2
Как в тот же Покров попал мой будущий отец, я точно не знаю. В 1998 году мы с ним встретились в последний раз. Ему было 80 лет, да и времена настали другие, так что он охотно, и не столько с болью, сколько с юмором рассказывал о своих отсидках. Сначала – раскулачивание с высылкой семьи в Среднюю Азию. Отец отца (мой дед Фома) с властями не согласился, вследствие чего сгинул бесследно, а семья в долгой дороге на восток разбежалась. Батя, совсем пацан, пристал к банде, и вскоре был посажен – то ли за разбой, то ли за грабеж.
Малолетки долго не сидят. Освободившись, отец устроился на работу в шахту в Ростовской области, да власти не дремали, и воля оказалась непродолжительной. Однажды шахтерская смена поднялась на-горА – и сразу же (Не дали даже помыться! А ведь шахтера после упряжки и узнать-то невозможно! Он от угольной пыли черней камерунского негра.) почти в полном составе была осуждена по “антисоветской” 58-й статье. Рассказал только, что судили всех цивилизованно, поодиночке. Трибунал (“тройка”) спрашивал ФИО, а затем немедленно оглашал приговор и давал расписаться. Две минуты – десять лет; следующий: две минуты – пятнадцать… Конвейер задержек не терпит.
Отцу дали восемь. Отсидел полностью, по этой статье скидок ни для кого не было. Не пропал и на Колыме, и после, на вольном поселении (это, впрочем, та же Колыма, только без конвоя), и в обычной, гражданской жизни. И всю жизнь мучился вопросом: что ж он, малограмотный (три неполных класса) деревенский парнишка, из-за своей первой – уголовной – судимости почти не живший при советской власти на свободе, что ж он ей, несокрушимой, сделал такого, что заслуживало бы восьми лет колючки и пожизненного клейма?
А ведь легче многих отделался. Такое время. Такие дела.
В ту, последнюю нашу встречу, отец рассказал, почему сбежал с поселения. Не могу в эту историю поверить, но и скрыть не могу: она рассказана родным мне человеком и только мне, рассказана шепотом, наедине и впервые. А суть вот в чем. Дружок, такой же вольный поселенец, только постарше возрастом и лучше информированный, предупредил, что скоро здесь случится заварушка, поэтому лучше сматываться заранее.
Батя, стреляный волк, насторожился, однако насиженное место и хлебную должность бросать не хотел. Почта, на которой он был самым главным и самым единственным работником, обслуживала в основном лагеря (отнюдь не пионерские) и располагалась при таёжной дороге. И вдруг по этой дороге началось непонятное движение техники в сторону его родного, так сказать, лагеря. Ну, взобрался на сопку посмотреть, к чему бы это.

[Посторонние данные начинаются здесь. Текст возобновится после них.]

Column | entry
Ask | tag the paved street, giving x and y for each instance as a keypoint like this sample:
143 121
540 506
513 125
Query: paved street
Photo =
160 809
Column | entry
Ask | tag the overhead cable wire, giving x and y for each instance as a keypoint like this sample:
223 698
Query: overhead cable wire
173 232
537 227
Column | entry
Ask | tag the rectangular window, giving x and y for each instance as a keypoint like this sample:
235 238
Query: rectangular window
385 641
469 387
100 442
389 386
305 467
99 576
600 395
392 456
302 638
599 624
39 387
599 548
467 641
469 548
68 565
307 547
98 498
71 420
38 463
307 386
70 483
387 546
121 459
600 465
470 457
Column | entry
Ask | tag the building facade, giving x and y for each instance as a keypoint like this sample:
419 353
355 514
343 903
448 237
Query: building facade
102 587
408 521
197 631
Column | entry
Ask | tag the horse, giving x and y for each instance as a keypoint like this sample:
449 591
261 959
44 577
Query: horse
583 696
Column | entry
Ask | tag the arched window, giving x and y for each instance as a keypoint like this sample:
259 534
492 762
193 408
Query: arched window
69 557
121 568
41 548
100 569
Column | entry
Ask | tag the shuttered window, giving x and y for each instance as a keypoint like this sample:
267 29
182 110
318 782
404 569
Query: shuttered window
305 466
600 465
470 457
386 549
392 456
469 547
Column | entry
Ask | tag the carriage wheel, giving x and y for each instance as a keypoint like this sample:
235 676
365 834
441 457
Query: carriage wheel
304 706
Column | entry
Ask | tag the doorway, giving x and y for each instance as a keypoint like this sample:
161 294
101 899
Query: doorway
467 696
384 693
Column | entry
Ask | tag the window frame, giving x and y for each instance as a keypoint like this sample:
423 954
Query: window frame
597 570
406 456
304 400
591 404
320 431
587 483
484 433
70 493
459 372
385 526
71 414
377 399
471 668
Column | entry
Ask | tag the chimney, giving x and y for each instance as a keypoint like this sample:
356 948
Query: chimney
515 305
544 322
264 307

Полюбопытствовал, ага. И, не помня себя, бросился обратно, схватил барахло, помчался вдоль дороги в сторону станции, мечтая об одном: чтобы попутка оказалась из своих, а не из тех, что недавно проследовали в лагерь.
Потому что в лагере вывели и плотно построили всех заключенных (а может, из других лагерей еще подвезли – уж больно их было много), окружили бульдозерами и, по данной выстрелами команде, бульдозеры пошли.
На людей. По людям.
Не верю!!! НЕ ВЕРЮ.
Ну, это я такой вумный (словечко отца), а ему тогда предсказать свою скорую и неминучую судьбу случайного свидетеля было проще, чем два пальца обоссать.
Вот и драпал стреляный волк как загнанный заяц. Только по эту сторону Урала очухался. И матери за всю жизнь ни словом не обмолвился. И нам, детям, когда подросли – только байки о том, как он на спор с охраной провозил в лагерь под хвостом кобылы самогон да как ловко шельмовал в карты.